Fogg (2003) asserts that trustworthiness and expertise are the two components to credibility on the web and in a general sense. Seeing that a large amount of the worlds’ population has access to the internet it behoves us to evaluate the credibility of the websites we visit. Giving away personal information like phone numbers and credit card details to parties on the internet implies a huge amount of trust on both parts and establishing credibility before doing so is imperative.
Purchasing goods and services on the web has become somewhat of a norm in today’s society and an obsession in some cases. Finding and appraising the credibility of sites that offer this function is in our own best interest lest we get scammed. Facilities like Scam Watch (Australian Competition & Consumer Commission [ACCC], n.d.) which are government run prerogatives are here to help and recognisable as credible due to the suffix ‘.gov.au’, the Australian coat of arms and ACCC logos. Protecting your personal information online is up to the individual and so assessing the credibility of websites is critical.

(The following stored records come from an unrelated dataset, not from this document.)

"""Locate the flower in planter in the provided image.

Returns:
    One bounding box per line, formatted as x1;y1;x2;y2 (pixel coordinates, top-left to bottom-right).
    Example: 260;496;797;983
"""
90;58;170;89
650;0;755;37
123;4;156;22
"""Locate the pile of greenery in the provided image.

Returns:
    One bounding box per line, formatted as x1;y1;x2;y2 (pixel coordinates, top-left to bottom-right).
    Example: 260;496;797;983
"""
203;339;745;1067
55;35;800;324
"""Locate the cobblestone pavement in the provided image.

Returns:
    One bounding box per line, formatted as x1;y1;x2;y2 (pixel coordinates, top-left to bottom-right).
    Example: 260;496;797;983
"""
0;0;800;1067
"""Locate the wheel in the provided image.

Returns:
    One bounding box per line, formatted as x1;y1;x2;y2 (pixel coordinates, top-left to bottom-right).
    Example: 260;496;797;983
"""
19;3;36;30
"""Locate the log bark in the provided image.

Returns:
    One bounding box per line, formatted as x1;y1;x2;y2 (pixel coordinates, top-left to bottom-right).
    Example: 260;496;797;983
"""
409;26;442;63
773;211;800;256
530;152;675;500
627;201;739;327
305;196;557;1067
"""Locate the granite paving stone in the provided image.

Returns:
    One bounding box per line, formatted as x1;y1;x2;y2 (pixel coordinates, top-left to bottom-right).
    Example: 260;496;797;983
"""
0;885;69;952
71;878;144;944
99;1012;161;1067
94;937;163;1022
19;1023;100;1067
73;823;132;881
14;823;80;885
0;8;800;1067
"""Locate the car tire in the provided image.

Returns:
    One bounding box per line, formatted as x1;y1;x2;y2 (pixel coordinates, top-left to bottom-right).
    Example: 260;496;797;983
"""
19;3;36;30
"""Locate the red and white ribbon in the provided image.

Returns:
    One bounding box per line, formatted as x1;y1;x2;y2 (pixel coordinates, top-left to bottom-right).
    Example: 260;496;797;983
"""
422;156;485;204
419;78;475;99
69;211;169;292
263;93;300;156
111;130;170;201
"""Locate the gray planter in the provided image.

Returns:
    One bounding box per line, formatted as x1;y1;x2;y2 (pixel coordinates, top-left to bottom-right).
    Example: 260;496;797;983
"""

Students can get into trouble by accessing sites with limited or no credibility when using them as sources in assignments. False information can lose marks or worse, the information used can be plagiarised or referenced incorrectly. Using satirical news sites like The Onion can, without the knowledge of its jovial nature, get students into trouble by citing false news articles.
Fogg, B. J. (2003). Credibility and Computers. In Persuasive Technology: Using Computers to Change What We Think and Do (pp. 122‐125). Amsterdam: Morgan Kaufmann Publishers.
Fogg, B. J. (2003). Credibility and the World Wide Web. In Persuasive Technology: Using Computers to Change What We Think and Do (pp. 147‐181). Amsterdam: Morgan Kaufmann Publishers.